La delibera introduce, inoltre, quale forma di tutela preventiva della fertilità della donna rispetto a un’eventuale futura difficoltà procreativa, la possibilità di accedere a tecniche di crioconservazione ovocitaria, in assenza di indicazione medica (c.d. “social freezing”), con prestazione a compartecipazione dell’assistita.

Se, poi, la donna, che si sottopone a social freezing, fa donazione di parte dei propri ovociti viene esentata, addirittura, dalla compartecipazione alle spese per esami inerenti la valutazione di idoneità alla donazione e tutte le prestazioni annesse alla procedura. Quest’ultima parte non è ancora implementata.
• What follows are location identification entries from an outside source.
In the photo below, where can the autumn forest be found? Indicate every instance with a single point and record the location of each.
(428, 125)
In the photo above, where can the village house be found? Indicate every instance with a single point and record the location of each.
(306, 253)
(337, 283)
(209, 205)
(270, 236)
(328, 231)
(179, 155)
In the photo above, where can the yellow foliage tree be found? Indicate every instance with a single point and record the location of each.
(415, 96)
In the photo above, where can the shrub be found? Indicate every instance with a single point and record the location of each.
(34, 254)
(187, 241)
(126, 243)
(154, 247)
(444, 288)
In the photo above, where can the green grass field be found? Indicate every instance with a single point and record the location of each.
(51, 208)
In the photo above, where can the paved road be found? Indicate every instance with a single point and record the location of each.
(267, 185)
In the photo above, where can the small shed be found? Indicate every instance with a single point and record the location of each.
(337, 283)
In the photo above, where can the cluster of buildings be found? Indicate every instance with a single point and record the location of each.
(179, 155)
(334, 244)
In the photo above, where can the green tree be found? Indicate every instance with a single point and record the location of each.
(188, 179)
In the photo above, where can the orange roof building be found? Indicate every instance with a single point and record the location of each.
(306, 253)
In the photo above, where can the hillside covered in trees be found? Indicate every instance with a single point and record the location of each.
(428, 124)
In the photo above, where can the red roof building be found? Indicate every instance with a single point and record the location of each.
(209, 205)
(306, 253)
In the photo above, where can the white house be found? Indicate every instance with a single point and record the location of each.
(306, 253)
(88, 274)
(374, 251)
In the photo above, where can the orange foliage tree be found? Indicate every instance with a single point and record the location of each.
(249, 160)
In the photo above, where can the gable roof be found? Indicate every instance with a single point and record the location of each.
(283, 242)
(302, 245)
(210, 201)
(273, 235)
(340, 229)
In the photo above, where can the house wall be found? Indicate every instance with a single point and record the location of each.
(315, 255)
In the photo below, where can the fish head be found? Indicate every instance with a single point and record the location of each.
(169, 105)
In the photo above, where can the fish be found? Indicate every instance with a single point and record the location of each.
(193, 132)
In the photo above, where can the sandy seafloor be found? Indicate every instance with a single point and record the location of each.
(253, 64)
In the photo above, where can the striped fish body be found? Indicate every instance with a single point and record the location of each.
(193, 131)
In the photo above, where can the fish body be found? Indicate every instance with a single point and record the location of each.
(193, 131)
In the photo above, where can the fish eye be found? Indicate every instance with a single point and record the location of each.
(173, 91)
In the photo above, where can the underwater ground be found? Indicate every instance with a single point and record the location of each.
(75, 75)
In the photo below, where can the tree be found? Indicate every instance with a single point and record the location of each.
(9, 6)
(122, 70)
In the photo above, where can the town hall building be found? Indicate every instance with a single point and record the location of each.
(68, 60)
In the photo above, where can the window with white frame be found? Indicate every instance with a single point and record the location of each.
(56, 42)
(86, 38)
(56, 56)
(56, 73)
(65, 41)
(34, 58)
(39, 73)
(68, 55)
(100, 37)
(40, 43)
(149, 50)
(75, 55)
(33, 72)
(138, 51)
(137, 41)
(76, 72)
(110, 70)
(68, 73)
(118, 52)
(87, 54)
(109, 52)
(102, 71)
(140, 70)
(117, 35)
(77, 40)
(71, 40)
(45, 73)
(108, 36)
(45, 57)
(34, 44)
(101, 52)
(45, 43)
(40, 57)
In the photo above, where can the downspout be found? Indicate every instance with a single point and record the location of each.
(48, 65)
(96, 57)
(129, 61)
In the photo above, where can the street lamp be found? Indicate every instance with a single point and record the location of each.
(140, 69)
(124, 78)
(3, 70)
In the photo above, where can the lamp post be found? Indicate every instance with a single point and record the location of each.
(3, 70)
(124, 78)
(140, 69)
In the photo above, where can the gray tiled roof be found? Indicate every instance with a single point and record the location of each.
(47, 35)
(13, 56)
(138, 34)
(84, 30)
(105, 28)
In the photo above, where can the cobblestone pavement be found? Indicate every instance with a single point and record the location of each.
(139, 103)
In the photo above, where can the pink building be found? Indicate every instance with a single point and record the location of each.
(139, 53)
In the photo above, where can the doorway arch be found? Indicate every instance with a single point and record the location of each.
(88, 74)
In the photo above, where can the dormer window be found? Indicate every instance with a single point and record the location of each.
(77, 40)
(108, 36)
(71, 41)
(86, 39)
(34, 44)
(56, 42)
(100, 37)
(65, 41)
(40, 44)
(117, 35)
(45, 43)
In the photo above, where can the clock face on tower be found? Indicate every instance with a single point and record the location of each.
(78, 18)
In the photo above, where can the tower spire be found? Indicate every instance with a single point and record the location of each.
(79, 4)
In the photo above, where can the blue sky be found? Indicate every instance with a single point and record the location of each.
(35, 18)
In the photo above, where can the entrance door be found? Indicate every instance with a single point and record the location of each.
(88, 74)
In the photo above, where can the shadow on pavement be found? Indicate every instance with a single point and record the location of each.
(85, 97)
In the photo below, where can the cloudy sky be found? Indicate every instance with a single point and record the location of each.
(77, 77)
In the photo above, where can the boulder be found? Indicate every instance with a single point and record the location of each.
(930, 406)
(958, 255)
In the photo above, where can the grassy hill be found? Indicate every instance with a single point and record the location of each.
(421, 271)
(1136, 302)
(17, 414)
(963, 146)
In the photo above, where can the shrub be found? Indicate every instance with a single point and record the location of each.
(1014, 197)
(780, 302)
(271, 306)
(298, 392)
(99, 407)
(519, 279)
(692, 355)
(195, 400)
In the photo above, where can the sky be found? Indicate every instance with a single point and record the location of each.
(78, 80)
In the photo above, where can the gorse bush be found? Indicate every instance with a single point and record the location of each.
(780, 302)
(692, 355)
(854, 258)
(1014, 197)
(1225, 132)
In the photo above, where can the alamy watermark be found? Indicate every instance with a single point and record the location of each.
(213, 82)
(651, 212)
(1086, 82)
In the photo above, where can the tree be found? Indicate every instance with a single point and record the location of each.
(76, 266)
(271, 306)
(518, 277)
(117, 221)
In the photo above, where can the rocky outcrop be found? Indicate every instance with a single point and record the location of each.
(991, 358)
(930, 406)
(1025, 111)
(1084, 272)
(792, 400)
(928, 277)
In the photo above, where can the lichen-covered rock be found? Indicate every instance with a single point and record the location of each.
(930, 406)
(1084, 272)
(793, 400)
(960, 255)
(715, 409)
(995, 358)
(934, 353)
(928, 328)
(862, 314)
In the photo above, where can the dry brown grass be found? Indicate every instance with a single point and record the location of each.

Già nel 2013 con deliberazione della Giunta provinciale n. 370 si prevedeva la possibilità per i pazienti di crioconservare il liquido seminale, prima di sottoporsi a terapie potenzialmente lesive della capacità riproduttiva, con relativa esenzione dalla compartecipazione alla spesa. Infatti, spesso la guarigione, ottenuta con chemioterapia, radioterapia e/o terapia chirurgica, comporta come danno collaterale una compromissione della fertilità, ovvero un’alta probabilità di infertilità. Analoga possibilità di preservazione della fertilità non era allora prevista per le pazienti, che dovevano sottoporsi a tali terapie. La delibera, finalmente, introduceva la crioconservazione degli ovociti per le donne, sia in trattamento oncologico, sia in trattamento non oncologico, ma potenzialmente lesivo per la fertilità. (c.d. “medical freezing”). Anche questo non compare nella rivisitazione nazionale dei LEA, ma compare nella delibera, e sta dando grandi speranze a tutte quelle giovani donne, che oltre a temere per il tumore, temono per la loro fertilità, dando loro un importante messaggio di continuità della vita, in un momento in cui l’orizzonte non appare così infinito.

Come si dice, la PMA pubblica esiste sulla carta in molte Regioni, ma la nostra PMA pubblica è reale e concreta nel riconoscere il bisogno. Pertanto, possiamo considerare l’autonomia lo strumento per eccellenza per il bene comunitario.

La domanda da porsi, oggi,  è se sia, solo, una questione di autonomia ad averci fatto raggiungere questi livelli assistenziali, oppure se a fare la differenza sia stata la lungimiranza di chi ha utilizzato l’autonomia per curare in anticipo problemi non solo del momento, ma anche del futuro, in questo caso l’infertilità e la denatalità.

Mi piace concludere questa riflessione sulla nostra autonomia in sanità con due citazioni, la prima di Ugo Rossi,  “l’autonomia è far da sé, insieme, per tutti” e la seconda è di Walter Pruner, che ben si addice a quanto scritto sopra, “l’autonomia anticipa ciò che avverrà domani”.